Fokal semptomlar, genel semptomlarla kombinasyon halinde ortaya çıkar ve sıklıkla şiddeti baskındır. Beyin hasarının yeri, derecesi ve bu bölgenin sorumlu olduğu fonksiyonlara bağlı olarak hasta için hemorajik inme prognozu belirlenir.

Beyin sapında bir kanama lokalize olduğunda, hayati (hayati) fonksiyonların - solunum ve kalp aktivitesi - ihlalleri vardır.
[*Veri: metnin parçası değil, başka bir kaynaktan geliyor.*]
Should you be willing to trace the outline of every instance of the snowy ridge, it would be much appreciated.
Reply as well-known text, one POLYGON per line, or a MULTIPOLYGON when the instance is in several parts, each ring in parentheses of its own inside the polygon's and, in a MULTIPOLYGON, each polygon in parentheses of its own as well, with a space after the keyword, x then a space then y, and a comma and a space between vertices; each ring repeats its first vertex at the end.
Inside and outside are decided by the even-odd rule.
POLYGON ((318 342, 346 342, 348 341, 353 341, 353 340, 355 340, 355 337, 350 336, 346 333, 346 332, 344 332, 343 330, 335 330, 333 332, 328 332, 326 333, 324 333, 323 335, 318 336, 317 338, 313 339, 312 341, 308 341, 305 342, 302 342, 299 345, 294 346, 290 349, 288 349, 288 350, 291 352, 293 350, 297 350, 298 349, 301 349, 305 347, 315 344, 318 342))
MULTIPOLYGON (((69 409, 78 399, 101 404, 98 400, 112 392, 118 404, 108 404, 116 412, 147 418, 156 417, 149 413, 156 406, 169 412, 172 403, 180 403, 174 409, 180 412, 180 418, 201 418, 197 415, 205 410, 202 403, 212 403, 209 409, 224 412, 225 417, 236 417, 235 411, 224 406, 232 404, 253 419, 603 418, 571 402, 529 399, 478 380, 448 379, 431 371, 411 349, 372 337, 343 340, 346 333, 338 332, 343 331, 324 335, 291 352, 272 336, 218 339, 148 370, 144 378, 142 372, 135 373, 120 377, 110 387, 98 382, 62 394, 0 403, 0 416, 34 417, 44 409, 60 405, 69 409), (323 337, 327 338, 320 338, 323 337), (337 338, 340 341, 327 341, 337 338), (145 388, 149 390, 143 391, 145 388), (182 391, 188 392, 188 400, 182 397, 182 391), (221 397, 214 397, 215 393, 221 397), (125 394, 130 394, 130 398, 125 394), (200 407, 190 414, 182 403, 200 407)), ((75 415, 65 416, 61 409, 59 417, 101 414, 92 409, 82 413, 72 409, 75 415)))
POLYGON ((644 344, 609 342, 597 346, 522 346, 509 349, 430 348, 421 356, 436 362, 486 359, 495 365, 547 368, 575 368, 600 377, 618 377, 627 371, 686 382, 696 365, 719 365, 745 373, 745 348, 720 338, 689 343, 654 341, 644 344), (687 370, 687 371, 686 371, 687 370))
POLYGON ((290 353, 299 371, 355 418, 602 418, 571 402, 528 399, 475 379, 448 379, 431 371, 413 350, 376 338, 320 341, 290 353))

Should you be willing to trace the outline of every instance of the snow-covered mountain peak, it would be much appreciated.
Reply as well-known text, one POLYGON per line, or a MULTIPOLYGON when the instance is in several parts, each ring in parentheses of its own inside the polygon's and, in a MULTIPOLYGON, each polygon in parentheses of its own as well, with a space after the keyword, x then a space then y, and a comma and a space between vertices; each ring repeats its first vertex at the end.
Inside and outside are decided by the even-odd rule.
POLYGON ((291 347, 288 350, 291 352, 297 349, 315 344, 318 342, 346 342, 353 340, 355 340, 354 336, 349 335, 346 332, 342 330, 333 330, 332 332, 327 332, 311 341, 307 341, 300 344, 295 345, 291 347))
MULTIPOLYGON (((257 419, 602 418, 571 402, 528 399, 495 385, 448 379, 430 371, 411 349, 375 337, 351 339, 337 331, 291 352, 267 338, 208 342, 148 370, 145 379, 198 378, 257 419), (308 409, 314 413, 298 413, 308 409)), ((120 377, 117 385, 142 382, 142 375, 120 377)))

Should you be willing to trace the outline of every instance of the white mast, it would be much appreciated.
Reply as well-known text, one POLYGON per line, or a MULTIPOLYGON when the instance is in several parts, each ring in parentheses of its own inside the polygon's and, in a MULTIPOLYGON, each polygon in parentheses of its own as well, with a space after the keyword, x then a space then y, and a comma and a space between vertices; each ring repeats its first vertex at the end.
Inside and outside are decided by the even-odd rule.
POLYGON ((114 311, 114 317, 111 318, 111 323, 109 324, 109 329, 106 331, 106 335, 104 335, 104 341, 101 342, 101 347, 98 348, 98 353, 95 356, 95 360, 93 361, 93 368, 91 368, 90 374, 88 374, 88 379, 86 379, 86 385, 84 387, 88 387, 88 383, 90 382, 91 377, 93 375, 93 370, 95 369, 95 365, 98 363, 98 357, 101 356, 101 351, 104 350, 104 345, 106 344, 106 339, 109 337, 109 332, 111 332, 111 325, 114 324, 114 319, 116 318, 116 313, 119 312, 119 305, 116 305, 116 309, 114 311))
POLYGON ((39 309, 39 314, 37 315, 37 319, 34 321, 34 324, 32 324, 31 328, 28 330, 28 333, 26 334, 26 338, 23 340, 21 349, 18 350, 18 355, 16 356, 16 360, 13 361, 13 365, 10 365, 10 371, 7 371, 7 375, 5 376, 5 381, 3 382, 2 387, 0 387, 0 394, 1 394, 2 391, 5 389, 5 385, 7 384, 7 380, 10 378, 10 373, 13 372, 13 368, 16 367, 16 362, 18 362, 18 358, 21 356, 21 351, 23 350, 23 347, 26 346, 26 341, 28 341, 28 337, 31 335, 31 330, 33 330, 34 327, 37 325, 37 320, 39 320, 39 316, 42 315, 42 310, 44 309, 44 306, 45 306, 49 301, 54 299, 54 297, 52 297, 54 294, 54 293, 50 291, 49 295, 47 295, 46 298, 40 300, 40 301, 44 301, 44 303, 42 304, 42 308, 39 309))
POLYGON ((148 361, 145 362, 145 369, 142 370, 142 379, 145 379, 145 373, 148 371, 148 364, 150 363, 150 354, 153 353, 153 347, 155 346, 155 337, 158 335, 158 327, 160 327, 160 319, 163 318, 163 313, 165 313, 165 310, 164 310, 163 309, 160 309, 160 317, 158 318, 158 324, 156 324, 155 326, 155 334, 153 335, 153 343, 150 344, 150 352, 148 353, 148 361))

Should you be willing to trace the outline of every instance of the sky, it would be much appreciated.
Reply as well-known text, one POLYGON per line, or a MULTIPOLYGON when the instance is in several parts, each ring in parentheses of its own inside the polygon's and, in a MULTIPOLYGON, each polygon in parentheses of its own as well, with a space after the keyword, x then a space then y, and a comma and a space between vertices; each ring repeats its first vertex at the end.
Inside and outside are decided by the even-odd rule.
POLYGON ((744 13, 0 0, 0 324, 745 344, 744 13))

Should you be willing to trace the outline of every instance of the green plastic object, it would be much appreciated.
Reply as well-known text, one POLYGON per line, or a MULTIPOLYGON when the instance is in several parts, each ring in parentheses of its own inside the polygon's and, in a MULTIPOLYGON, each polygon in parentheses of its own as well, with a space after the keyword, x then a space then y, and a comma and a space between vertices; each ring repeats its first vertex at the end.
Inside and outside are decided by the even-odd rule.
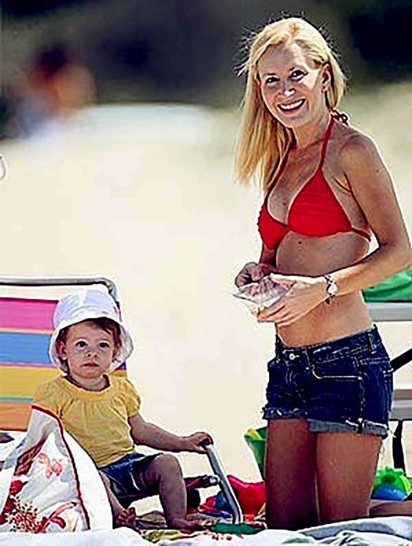
POLYGON ((412 302, 412 268, 363 290, 363 297, 367 302, 412 302))
POLYGON ((402 468, 393 468, 391 466, 380 468, 374 482, 374 492, 382 484, 389 484, 407 495, 412 492, 410 479, 407 477, 402 468))
POLYGON ((215 533, 229 533, 230 534, 255 534, 263 531, 264 527, 250 525, 249 523, 225 523, 224 522, 213 525, 211 530, 215 533))
POLYGON ((266 438, 267 429, 261 427, 260 429, 249 429, 244 438, 246 443, 252 450, 255 459, 259 466, 260 475, 264 475, 264 452, 266 449, 266 438))

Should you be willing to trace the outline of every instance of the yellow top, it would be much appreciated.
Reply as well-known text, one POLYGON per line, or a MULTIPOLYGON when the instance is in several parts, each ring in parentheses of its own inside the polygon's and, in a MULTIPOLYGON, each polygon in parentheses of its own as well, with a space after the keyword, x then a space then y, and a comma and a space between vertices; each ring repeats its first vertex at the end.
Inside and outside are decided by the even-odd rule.
POLYGON ((108 376, 109 386, 91 391, 64 377, 40 385, 33 403, 52 411, 98 467, 134 452, 128 418, 140 409, 140 396, 124 377, 108 376))

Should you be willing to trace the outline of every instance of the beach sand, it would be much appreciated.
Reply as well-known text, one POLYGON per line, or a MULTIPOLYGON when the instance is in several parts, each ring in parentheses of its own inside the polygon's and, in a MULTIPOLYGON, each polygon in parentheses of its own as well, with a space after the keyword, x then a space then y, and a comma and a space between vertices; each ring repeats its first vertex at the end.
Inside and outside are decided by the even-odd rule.
MULTIPOLYGON (((412 120, 399 104, 410 93, 398 84, 345 105, 378 143, 409 229, 412 120)), ((0 182, 0 272, 113 279, 135 340, 128 369, 145 418, 181 434, 209 431, 227 471, 258 480, 243 434, 264 424, 273 329, 256 324, 231 295, 235 274, 260 251, 260 196, 233 181, 238 118, 117 108, 80 117, 54 136, 2 143, 10 172, 0 182)), ((381 331, 392 355, 409 348, 412 324, 381 331)), ((396 381, 412 383, 412 368, 396 381)), ((412 472, 412 427, 406 431, 412 472)), ((181 460, 186 475, 209 471, 205 457, 181 460)))

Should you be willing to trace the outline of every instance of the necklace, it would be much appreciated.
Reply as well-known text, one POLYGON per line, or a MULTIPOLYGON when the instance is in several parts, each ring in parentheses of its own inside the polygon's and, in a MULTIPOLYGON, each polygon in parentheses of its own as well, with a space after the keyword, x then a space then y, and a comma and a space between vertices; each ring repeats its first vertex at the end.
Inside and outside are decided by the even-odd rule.
POLYGON ((71 383, 76 387, 78 387, 80 389, 83 389, 84 390, 92 390, 92 391, 100 391, 104 390, 104 389, 107 388, 109 386, 108 379, 107 376, 104 375, 98 383, 96 385, 93 385, 91 387, 86 387, 84 385, 82 385, 80 383, 77 381, 74 377, 72 377, 71 375, 67 375, 66 379, 69 383, 71 383))

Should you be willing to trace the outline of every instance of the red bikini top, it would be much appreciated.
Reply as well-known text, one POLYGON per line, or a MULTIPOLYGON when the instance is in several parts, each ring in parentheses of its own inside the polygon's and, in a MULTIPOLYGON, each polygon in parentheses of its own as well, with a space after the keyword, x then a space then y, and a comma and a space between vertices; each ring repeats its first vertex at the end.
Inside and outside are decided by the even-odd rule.
POLYGON ((370 241, 369 233, 353 227, 322 172, 333 123, 334 118, 332 117, 322 143, 320 163, 313 176, 295 198, 289 209, 287 224, 273 218, 268 209, 269 195, 285 168, 287 154, 284 158, 278 173, 266 193, 258 221, 259 232, 266 248, 271 250, 276 248, 289 231, 309 237, 327 237, 354 231, 370 241))

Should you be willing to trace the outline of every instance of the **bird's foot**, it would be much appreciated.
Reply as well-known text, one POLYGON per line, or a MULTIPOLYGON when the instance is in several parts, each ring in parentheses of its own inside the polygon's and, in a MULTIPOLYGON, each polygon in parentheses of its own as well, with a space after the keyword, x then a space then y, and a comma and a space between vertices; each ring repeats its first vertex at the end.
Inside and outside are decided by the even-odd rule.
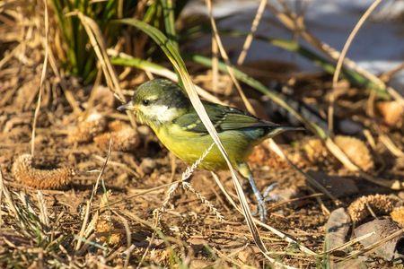
POLYGON ((273 191, 277 187, 277 182, 274 182, 268 187, 267 187, 264 190, 264 194, 262 195, 264 198, 264 202, 277 202, 279 201, 278 195, 271 195, 271 191, 273 191))
POLYGON ((267 187, 263 195, 259 193, 258 188, 253 187, 255 197, 257 198, 257 210, 252 213, 253 216, 259 215, 259 220, 265 221, 267 220, 267 202, 276 202, 279 199, 277 195, 271 195, 270 192, 274 190, 277 186, 277 182, 272 183, 267 187))

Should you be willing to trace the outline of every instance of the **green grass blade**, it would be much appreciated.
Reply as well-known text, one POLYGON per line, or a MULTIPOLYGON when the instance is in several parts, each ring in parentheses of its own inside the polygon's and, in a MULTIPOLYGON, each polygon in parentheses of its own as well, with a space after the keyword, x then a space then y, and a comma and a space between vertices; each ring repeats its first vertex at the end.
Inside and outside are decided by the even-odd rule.
POLYGON ((240 184, 240 180, 237 178, 237 175, 232 166, 232 163, 229 160, 229 157, 227 155, 226 151, 224 150, 224 147, 222 143, 222 142, 219 139, 219 136, 217 134, 217 132, 215 129, 215 126, 213 126, 212 122, 209 119, 209 117, 205 110, 204 106, 202 105, 201 100, 199 100, 197 91, 195 90, 195 86, 192 82, 192 80, 189 76, 189 74, 188 73, 187 67, 185 66, 185 63, 182 60, 181 56, 180 56, 180 52, 176 48, 175 45, 167 39, 164 34, 162 34, 158 29, 152 27, 151 25, 148 25, 147 23, 145 23, 143 22, 140 22, 136 19, 123 19, 123 20, 118 20, 116 21, 119 23, 125 23, 128 25, 132 25, 145 33, 146 33, 148 36, 150 36, 162 48, 162 50, 164 52, 164 54, 167 56, 167 57, 171 62, 172 65, 174 66, 176 72, 178 72, 180 81, 182 82, 182 84, 184 86, 184 89, 186 90, 188 95, 189 96, 189 100, 194 106, 195 109, 197 110, 198 115, 199 116, 201 121, 203 122, 204 126, 206 127, 206 130, 208 131, 209 134, 211 135, 212 139, 215 141, 215 143, 216 144, 217 148, 220 150, 222 155, 224 156, 224 160, 227 162, 227 165, 229 167, 229 169, 232 174, 232 178, 233 185, 235 187, 237 195, 239 197, 243 215, 246 220, 247 225, 250 229, 250 231, 251 232, 252 238, 257 245, 257 247, 259 248, 261 253, 270 261, 275 262, 274 259, 269 257, 267 253, 268 250, 262 241, 261 237, 259 236, 259 232, 257 229, 257 226, 254 222, 254 219, 252 217, 251 212, 250 210, 247 199, 244 195, 242 187, 240 184))
MULTIPOLYGON (((199 65, 205 65, 207 67, 212 67, 212 59, 211 58, 208 58, 208 57, 206 57, 206 56, 203 56, 200 55, 191 55, 189 57, 192 61, 194 61, 199 65)), ((227 73, 226 65, 224 63, 219 61, 218 68, 220 71, 222 71, 224 73, 227 73)), ((237 69, 234 66, 232 66, 232 68, 234 73, 234 76, 238 80, 243 82, 247 85, 250 85, 251 88, 253 88, 253 89, 259 91, 259 92, 265 94, 266 96, 269 97, 275 103, 278 104, 279 106, 281 106, 282 108, 286 109, 289 113, 294 115, 297 119, 299 119, 303 124, 304 124, 307 128, 311 129, 314 134, 316 134, 320 137, 325 139, 328 136, 327 134, 325 133, 325 131, 321 127, 317 126, 315 123, 312 123, 312 122, 307 120, 306 118, 302 117, 295 109, 294 109, 291 106, 289 106, 285 101, 285 97, 283 97, 282 94, 268 89, 264 84, 262 84, 259 81, 255 80, 254 78, 249 76, 247 74, 243 73, 240 69, 237 69)))
POLYGON ((164 19, 164 27, 167 37, 171 40, 172 44, 178 48, 177 33, 175 31, 175 17, 174 17, 174 6, 172 0, 161 0, 162 6, 162 16, 164 19))

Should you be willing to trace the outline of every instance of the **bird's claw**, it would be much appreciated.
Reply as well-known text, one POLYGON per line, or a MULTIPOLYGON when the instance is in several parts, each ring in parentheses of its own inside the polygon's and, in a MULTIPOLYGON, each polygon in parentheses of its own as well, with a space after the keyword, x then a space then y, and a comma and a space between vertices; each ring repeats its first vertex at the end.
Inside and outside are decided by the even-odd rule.
POLYGON ((265 221, 267 220, 267 206, 266 203, 270 201, 277 201, 279 197, 277 195, 270 195, 270 192, 277 187, 277 183, 273 183, 267 187, 261 195, 257 188, 253 188, 255 197, 257 198, 257 210, 252 213, 252 215, 259 215, 259 220, 265 221))

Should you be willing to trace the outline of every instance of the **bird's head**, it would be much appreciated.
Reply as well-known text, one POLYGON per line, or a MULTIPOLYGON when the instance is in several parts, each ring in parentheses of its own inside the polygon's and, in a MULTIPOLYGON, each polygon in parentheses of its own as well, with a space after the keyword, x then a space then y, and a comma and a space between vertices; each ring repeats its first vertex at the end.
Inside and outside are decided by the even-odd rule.
POLYGON ((154 79, 141 84, 132 100, 118 108, 135 113, 140 122, 152 127, 171 122, 185 113, 190 101, 180 86, 169 80, 154 79))

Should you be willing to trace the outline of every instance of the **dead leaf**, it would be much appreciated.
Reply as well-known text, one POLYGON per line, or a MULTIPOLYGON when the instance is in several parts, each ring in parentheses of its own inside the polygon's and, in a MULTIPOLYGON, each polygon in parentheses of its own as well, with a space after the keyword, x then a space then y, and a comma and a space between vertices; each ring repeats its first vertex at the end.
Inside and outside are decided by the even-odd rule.
MULTIPOLYGON (((360 241, 364 247, 368 247, 382 240, 400 229, 399 225, 391 220, 374 220, 357 227, 354 230, 354 233, 355 236, 358 238, 374 232, 373 236, 365 238, 360 241)), ((404 254, 404 235, 400 235, 382 244, 374 249, 374 253, 387 261, 402 256, 404 254)))
MULTIPOLYGON (((347 235, 350 226, 351 218, 347 213, 345 208, 340 207, 331 213, 324 227, 326 230, 325 244, 327 251, 347 242, 347 235)), ((337 250, 333 254, 336 256, 343 256, 345 252, 343 250, 337 250)))

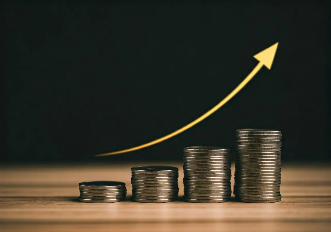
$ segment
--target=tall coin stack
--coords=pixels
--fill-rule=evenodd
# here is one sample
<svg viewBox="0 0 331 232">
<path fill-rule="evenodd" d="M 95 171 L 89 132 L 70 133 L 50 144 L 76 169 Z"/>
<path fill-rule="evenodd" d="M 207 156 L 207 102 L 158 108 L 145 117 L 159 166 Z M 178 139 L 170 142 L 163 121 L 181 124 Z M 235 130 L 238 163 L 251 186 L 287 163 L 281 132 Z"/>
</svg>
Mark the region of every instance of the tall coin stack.
<svg viewBox="0 0 331 232">
<path fill-rule="evenodd" d="M 131 169 L 132 201 L 145 203 L 169 202 L 178 196 L 178 168 L 162 165 Z"/>
<path fill-rule="evenodd" d="M 229 149 L 196 146 L 184 148 L 184 201 L 219 203 L 231 196 Z"/>
<path fill-rule="evenodd" d="M 236 199 L 251 203 L 280 201 L 281 131 L 242 129 L 236 132 Z"/>
<path fill-rule="evenodd" d="M 112 203 L 125 199 L 125 183 L 119 181 L 91 181 L 78 184 L 80 196 L 78 200 L 83 202 Z"/>
</svg>

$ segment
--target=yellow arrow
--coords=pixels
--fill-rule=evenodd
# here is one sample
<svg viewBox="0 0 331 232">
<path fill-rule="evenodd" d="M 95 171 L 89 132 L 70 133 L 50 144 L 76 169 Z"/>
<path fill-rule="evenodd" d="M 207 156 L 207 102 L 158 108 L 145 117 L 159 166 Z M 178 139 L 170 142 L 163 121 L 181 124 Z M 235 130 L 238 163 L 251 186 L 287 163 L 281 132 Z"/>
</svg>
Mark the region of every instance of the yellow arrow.
<svg viewBox="0 0 331 232">
<path fill-rule="evenodd" d="M 168 139 L 170 139 L 171 137 L 181 133 L 183 131 L 186 131 L 189 128 L 192 127 L 194 125 L 197 124 L 221 108 L 221 107 L 224 105 L 231 98 L 233 97 L 235 95 L 238 93 L 248 83 L 249 81 L 252 80 L 252 78 L 255 75 L 255 74 L 260 71 L 260 69 L 261 69 L 263 65 L 270 70 L 271 68 L 272 62 L 273 62 L 273 59 L 275 57 L 275 55 L 276 54 L 276 51 L 277 50 L 278 46 L 278 43 L 277 42 L 254 56 L 254 58 L 260 61 L 260 62 L 255 66 L 255 67 L 254 68 L 254 69 L 253 69 L 252 71 L 251 72 L 251 73 L 248 74 L 248 76 L 230 94 L 227 96 L 225 98 L 221 101 L 219 103 L 214 106 L 214 107 L 204 114 L 200 116 L 190 123 L 187 124 L 185 126 L 182 127 L 179 130 L 177 130 L 176 131 L 174 132 L 171 134 L 169 134 L 167 135 L 166 135 L 165 136 L 164 136 L 162 138 L 158 139 L 154 141 L 148 143 L 147 144 L 125 150 L 111 152 L 109 153 L 96 155 L 96 156 L 101 156 L 110 155 L 115 155 L 117 154 L 124 153 L 126 152 L 136 150 L 139 149 L 141 149 L 142 148 L 146 147 L 162 142 Z"/>
</svg>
Kranial sinirlerin çekirdeğindeki hasarın belirtileri genellikle şaşılık, nistagmus (hareket sırasında gözlerin titremesi), genişlemiş göz bebekleri (midriyazis) veya her iki gözde eşit olmayan gözbebeği boyutu (anisocoria), göz hareketleri "yüzer", yutkunma olarak kendini gösterir. süreç bozulur, her iki tarafta patolojik piramidal refleksler not edilir.

Kan talamusa girdiğinde, dikey bakış parezi tespit edilir - bir ışık huzmesine tepki vermeyen dar öğrenciler, göz kapakları indirilir (ptozis) ve şaşılığın yanı sıra hassasiyette belirgin bir azalma (hemistezi) ve aralıklı tek taraflı kas parezi ( hemipleji).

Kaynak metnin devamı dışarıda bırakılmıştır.